Friday, September 7, 2012

That's A Good One, Plato







Even wit is educated insolence, thought Aristotle, Plato's student. During Aristotle's time, comedy was less vulgar and obscene than the comedy which disgusted Plato. 

Aristotle considered this comedy play or amusement. "Life includes rest as well as activity," he said in the Nicomachean Ethics, "and in this included leisure and amusement." 

Aristotle believed that we needed leisure and amusement because we cannot devote ourselves entirely to work and seriousness. The value of humor for Plato, in his Poetics, was such: 

Comedy...is in imitation of people who are worse than average. Their badness, however, is not of every kind. The ridiculous, rather, is a species of the ugly; it may be defined as a mistake or unseemliness that is not painful or destructive. The comic mask, for example, is unseemly and distorted but does not cause pain. 

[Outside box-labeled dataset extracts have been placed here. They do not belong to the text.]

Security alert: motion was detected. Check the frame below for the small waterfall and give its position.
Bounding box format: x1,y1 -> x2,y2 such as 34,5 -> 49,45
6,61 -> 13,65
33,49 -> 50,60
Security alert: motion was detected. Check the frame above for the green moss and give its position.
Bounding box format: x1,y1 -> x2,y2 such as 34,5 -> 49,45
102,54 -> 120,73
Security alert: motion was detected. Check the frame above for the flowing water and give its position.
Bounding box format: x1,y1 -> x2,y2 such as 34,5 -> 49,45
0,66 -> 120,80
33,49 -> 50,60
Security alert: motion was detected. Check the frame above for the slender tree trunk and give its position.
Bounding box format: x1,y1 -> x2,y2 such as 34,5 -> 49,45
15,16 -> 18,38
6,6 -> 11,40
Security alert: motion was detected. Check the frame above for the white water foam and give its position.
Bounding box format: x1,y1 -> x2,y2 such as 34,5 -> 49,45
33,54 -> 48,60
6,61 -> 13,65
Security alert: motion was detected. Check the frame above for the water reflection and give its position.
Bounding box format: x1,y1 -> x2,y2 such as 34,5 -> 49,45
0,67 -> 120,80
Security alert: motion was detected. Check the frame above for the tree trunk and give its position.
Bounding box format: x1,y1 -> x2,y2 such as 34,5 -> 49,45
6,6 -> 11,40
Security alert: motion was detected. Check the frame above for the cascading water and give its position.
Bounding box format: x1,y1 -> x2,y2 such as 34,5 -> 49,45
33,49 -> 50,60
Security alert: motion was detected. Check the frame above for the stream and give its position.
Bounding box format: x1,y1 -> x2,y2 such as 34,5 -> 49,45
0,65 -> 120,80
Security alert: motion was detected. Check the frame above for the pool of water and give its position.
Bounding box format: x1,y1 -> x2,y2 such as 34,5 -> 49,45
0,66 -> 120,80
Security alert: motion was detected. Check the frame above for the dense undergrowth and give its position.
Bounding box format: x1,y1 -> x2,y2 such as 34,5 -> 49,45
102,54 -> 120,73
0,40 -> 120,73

Aristotle considered an overindulgence in humor, as well as the inability to engage in it, as a vice: 

Those who carry humor to excess are thought to be vulgar buffoons, striving after humor at all costs, and aiming more at raising a laugh than at saying what is becoming and at avoiding pain to the object of their fun; while those who can neither make a joke themselves nor put up with those who do are thought to be boorish and unpolished. 


According to aristotle, you have eutrapelia or ready-wittedness, if you engage in humor to the right degree, and at the right time and place. You don't have to be a comedian to know that timing is everything.